La explicación de estas vacilaciones y oscilaciones no es difícil: toda la década de los ochenta ha sido una continuada ofensiva de las fuerzas conservadoras después del éxito de las medidas de reconversión que insuflaron nuevas potencialidades al capitalismo tardío. Esta ofensiva se ha caracterizado en todo el mundo por el paso de la apología indirecta del sistema capitalista a la glorificación abierta del mismo. El eslogan posmoderno, según el cual la vanguardia es el mercado, resume bien esta ofensiva de dimensiones desconocidas desde el final de la primera guerra mundial. Elementos centrales de la misma han sido: un agresivo aumento del gasto militar (que llevó a la Unión Soviética contra las cuerdas en poco más de un lustro) y una defensa decidida de la utilización privada —en realidad oligárquica— de lo público. El instrumento principal de esta ofensiva neoconservadora ha sido el desmantelamiento del Estado asistencial mediante políticas económicas experimentales primero en Estados Unidos y el Reino Unido y aceptadas luego, con algunas variantes, en toda Europa. Requisito elemental de la ofensiva neoconservadora y neoliberal: el debilitamiento de las fuerzas obreras y sindicales en todos aquellos lugares en que estas habían resistido el proceso de reconversión tecnológica.

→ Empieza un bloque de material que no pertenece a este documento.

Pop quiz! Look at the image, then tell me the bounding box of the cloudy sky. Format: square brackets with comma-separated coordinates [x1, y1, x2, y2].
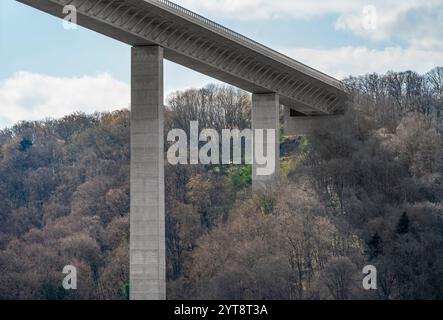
[0, 0, 442, 128]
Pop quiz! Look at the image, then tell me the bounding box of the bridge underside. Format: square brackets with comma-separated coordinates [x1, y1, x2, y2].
[17, 0, 346, 116]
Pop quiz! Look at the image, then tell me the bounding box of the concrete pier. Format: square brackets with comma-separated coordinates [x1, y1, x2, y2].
[130, 46, 166, 300]
[283, 107, 340, 136]
[252, 93, 280, 192]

Hoy sabemos que eso se hizo combinando diversos medios, algunos de los cuales no tienen nada que ver con el consenso democrático de las poblaciones. En algunos países como Alemania e Italia, las fuerzas neoconservadoras utilizaron el miedo al cambio, tan extendido en la izquierda tradicional, y la desesperación extremista de algunas minorías para bordear o conculcar la legalidad democrática con el propósito de hacer imposibles transformaciones estructurales en curso. Las revelaciones recientes sobre la red Gladio, vinculada al mando de la OTAN, son solo la punta del iceberg. Pues en el fondo la teorización de actuaciones así, tan llamativamente subversoras de un orden formal democrático ya antes demediado por otras vías, puede rastrearse (y así lo han hecho numerosos autores desde Noam Chomsky) en el primer documento de la Comisión Trilateral sobre la supuesta «ingobernabilidad de las democracias».

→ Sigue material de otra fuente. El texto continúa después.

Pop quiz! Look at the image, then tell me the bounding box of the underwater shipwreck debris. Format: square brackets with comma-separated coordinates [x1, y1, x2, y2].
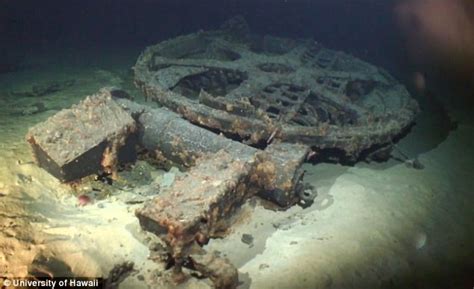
[117, 98, 309, 207]
[257, 142, 309, 207]
[136, 150, 257, 289]
[26, 88, 312, 288]
[115, 98, 255, 168]
[25, 90, 309, 206]
[134, 17, 419, 160]
[21, 18, 422, 281]
[25, 89, 138, 182]
[189, 251, 239, 289]
[134, 143, 308, 288]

La izquierda tradicional (desde el social-liberalismo al eurocomunismo) trató de capear este temporal aceptando todas, o casi todas, las imposiciones básicas del capitalismo a la ofensiva: dejó de llamar capitalismo a la explotación capitalista de la fuerza de trabajo asalariada; dejó de llamar militarismo a la política militar de la OTAN; dejó de llamar imperialismo a la más imperial de las políticas de gran potencia de las últimas décadas; y trató de convencerse y convencer a las gentes, con motivos electorales, de que, aun así, aun desnaturalizada por completo y ya sin identidad propiamente dicha, seguía siendo «izquierda» por el solo hecho de que, mientras tanto, todo el mundo se había ido desplazando considerablemente hacia la derecha. A partir de ese momento, que se puede fechar en los inicios de la década de los ochenta, la izquierda tradicional redefinió de hecho la noción misma de izquierda social y política: ser de izquierdas no era ya proclamar —y luchar en favor de— los ideales de libertad, igualdad, justicia social, solidaridad e internacionalismo, sino casi exclusivamente estar a la izquierda de Reagan y de Thatcher (o de Fraga Iribarne, o de Giscard d’Estaing) compartiendo con ellos todo lo esencial para el mantenimiento del sistema. Ser de izquierdas pasó a ser para la izquierda tradicional proclamar que el capitalismo es el menos malo de los sistemas existentes en el mejor de los mundos posibles.

Quienes reducen la iniciativa cívica y la participación consciente de la ciudadanía en los asuntos públicos que habitualmente se llamaba política al mercadeo de votos y prebendas o al espectáculo en que suele dar ahora la realpolitik, acaban arguyendo que este estar ligeramente a la izquierda de la derecha social en asuntos secundarios es hoy en día la única política efectiva, y que la izquierda del final del siglo XX tiene que ser, como el final del siglo mismo, pragmática y posibilista. De acuerdo con esa parodia de argumentación —cada vez más extendida, por cierto— el lugar de la izquierda política en el mundo vendría ya determinado por el dictamen de los poderes económicos internacionales sobre lo que realmente se puede hacer. De modo que la izquierda pragmática así concebida es en realidad la mano izquierda de la derecha política.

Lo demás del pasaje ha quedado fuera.